Listen

Description

1.タイトル What intensivists need to know about cytomegalovirus infection in immunocompromised ICU patients

2.Citation Intensive Care Med (2025). https://doi.org/10.1007/s00134-024-07737-5--------------------------------------------------------------------------------要約がん治療や移植医療の進歩に伴い、免疫抑制状態にある患者が集中治療室(ICU)へ入院する機会が増加しています。こうした患者において、サイトメガロウイルス(CMV)感染症は予後を左右する重大な因子です。

感染と疾患の定義と診断: CMVの「感染(ウイルスが検出される状態)」と「疾患(ウイルスが組織に侵入し臓器障害を引き起こす状態)」は明確に区別される必要があります。診断には定量PCR(qPCR)が広く用いられますが、体液中でのウイルス検出だけでは組織侵入を伴う疾患を完全には証明できません。
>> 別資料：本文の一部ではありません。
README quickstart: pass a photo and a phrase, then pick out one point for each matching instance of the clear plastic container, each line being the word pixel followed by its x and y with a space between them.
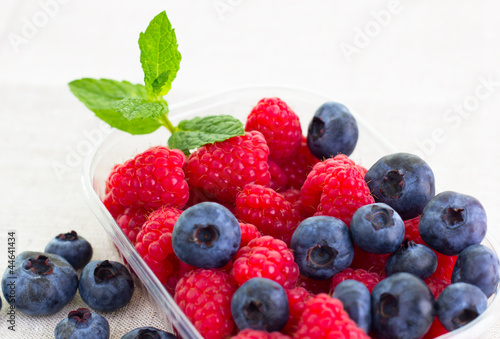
pixel 119 146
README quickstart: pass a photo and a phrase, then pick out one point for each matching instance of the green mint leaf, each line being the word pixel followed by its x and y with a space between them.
pixel 191 134
pixel 101 96
pixel 132 108
pixel 160 57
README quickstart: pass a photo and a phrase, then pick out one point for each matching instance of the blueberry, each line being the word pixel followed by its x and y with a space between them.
pixel 452 221
pixel 377 228
pixel 333 130
pixel 402 307
pixel 322 247
pixel 82 324
pixel 148 333
pixel 206 235
pixel 413 258
pixel 260 304
pixel 106 286
pixel 72 247
pixel 355 297
pixel 39 283
pixel 403 181
pixel 477 265
pixel 459 304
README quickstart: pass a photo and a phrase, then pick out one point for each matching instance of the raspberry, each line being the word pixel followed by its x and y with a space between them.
pixel 298 166
pixel 248 233
pixel 312 190
pixel 113 207
pixel 369 279
pixel 223 168
pixel 254 334
pixel 265 257
pixel 296 302
pixel 278 177
pixel 154 242
pixel 344 192
pixel 204 295
pixel 150 180
pixel 324 317
pixel 279 125
pixel 131 221
pixel 268 210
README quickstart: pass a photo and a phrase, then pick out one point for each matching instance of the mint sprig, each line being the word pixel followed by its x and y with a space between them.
pixel 141 109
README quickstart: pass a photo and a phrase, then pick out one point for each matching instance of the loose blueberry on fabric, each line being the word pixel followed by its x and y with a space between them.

確実な診断には、臨床症状に加えて組織病理学的な確認が求められる場合があります。

臨床症状と影響: ICUで最も深刻な病態はCMV肺炎であり、高い死亡率を伴います。また、下痢や出血を引き起こす消化管疾患、脳炎、網膜炎なども重要です。さらに、CMVは直接的な臓器障害だけでなく、免疫系への影響を通じて他の細菌や真菌による二次感染のリスクを高め、血栓性微小血管症(TMA)などの致命的な病態を引き起こす間接的な影響も持ちます。

リスク要因: 主なリスクグループは、造血幹細胞移植(特に同種移植)や固形臓器移植のレシピエント、高度な免疫不全を伴うHIV感染者、悪性腫瘍患者、および高用量ステロイドや特定の免疫抑制剤を使用している患者です。

治療と管理: 治療の第一選択薬はガンシクロビルですが、副作用として腎毒性や血球減少に注意が必要です。既存薬に耐性がある場合や治療に反応しない場合には、マリバビルなどの新しい抗ウイルス薬の使用が検討されます。また、高リスク患者に対しては、発症を未然に防ぐための「予防投与」や、ウイルス量が一定の閾値を超えた時点で治療を開始する「先制治療」を適切に行うことが不可欠です。集中治療医は、原因不明の発熱や臓器不全を呈する免疫不全患者において、常にCMV疾患の可能性を疑い、早期の診断と介入を行うことが重要です。